Thai Arthouse Film “Ploy” Is Not Quite My Cup Of Tea

Ploy

I have a high level of tolerance when it comes to art-house type of movies but “Ploy” seems to be out of my league.  I don’t mind those long minutes of waiting for something to happen like that one foreign film with a boy and an old man watching the sunset, in real time.  So long as there is a reward in some forms after the wait.  Maybe it’s a subtle theme, maybe it’s to communicate a certain emotion, or maybe it’s just beautiful to watch.  Without rewards, I feel stupid spending time watching an art-house clip.

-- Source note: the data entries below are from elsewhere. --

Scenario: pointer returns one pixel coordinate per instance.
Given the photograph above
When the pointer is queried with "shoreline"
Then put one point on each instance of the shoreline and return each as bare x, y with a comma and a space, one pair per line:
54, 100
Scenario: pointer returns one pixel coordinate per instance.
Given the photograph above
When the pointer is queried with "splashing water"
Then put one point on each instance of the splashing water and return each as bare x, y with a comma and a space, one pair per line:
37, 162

Some clips from “Ploy” are pretty brilliant.  I like the conversation between the husband (owner of a restaurant in US) and his wife (an ex-actress from Thailand) on why after 7 or 8 years of marriage, the guy doesn’t say “I love you” anymore.  And the subsequent conversation on the same topic with the husband and a little 19 years old girl (called Ploy whom they met in wee hours at a hotel bar).  The mixture of real and unreal clips within the movie at times adds interesting twists.  Some one-liners are bizarrely wicked.  Like before a date rape, the guy said [to the unconscious girl in bed], “Don’t worry, I will use a condom.”  Huh?!  Where does that come from?  We all chuckled.  And we chuckled when one of the actresses suddenly turned the film into a musical (pretty much like a French art-house movie).

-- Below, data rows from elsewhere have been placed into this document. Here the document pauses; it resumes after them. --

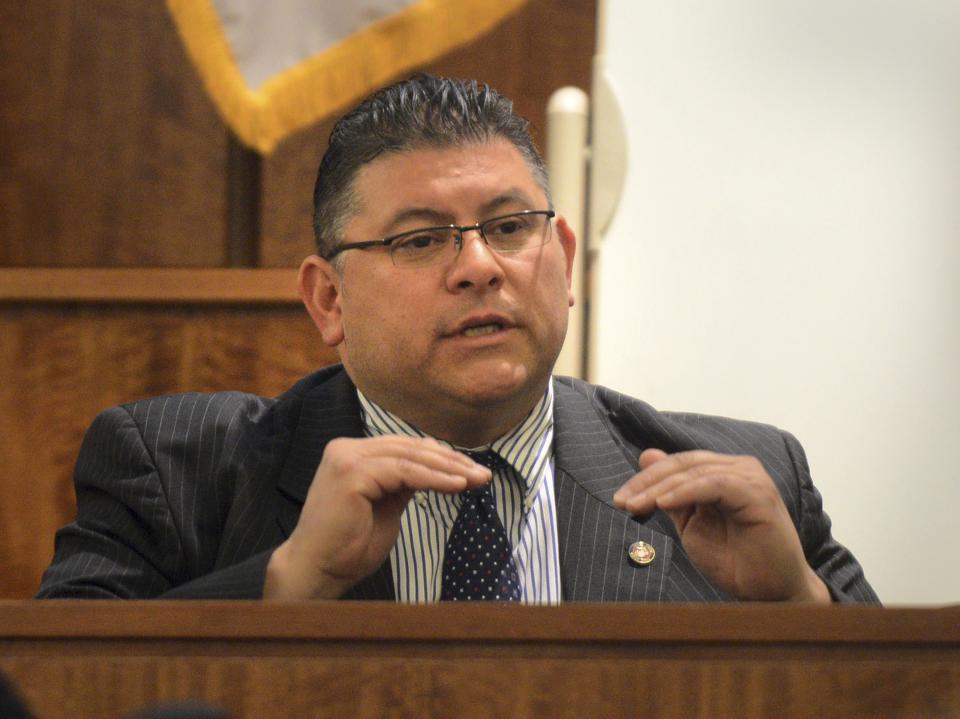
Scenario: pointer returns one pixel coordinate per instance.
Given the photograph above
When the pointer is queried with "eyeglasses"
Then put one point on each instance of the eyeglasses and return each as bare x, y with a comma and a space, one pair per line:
431, 245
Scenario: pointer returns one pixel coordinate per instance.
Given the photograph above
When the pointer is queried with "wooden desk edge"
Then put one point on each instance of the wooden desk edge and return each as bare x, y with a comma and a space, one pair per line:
387, 621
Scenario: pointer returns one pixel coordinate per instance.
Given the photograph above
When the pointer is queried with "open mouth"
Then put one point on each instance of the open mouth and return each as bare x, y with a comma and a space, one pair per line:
478, 330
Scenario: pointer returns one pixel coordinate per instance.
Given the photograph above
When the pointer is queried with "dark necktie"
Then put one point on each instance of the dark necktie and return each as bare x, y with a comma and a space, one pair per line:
478, 561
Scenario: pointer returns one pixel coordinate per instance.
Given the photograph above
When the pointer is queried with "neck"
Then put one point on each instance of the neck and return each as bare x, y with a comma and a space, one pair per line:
470, 426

Most clips are slow and excruciatingly painful to watch.  No, the sex scene between the bizarre side story of a bartender and a hotel maid is not at all sexy, way off the chart, and doesn’t contribute much to the main story.  It’s a shame though.  If the storyline was to be tighter and unfold a certain cohesive theme, that would have worked better.  During the interview, the director Pen-Ek Ratanaruang mentioned that the 12-hour long shooting on the sex scene was no fun to make.  I read that those sex scenes in “Lust, Caution” were hard to make too (took days).  But Ang Lee has made the scenes beautiful to watch, non-pornographic, and meaningful to the storyline.  If there was one suggestion I could offer to the “Ploy” team on those scenes, dim the light please.  OK make it two, change the casting.

The young girl, Apinya Sakuljaroensuk, who plays the character Ploy is perhaps one of the few rewards I can take home with.  The filmmakers should have exploited this advantage much more.  The film does leave me pondering on what is real, what is not.  And for better or worse, from a country that is famous in making horror and action movies, an art-house Thai film that was premiered at the 2007 Cannes Film Festival could be special to some.  It’s just not my cup of tea.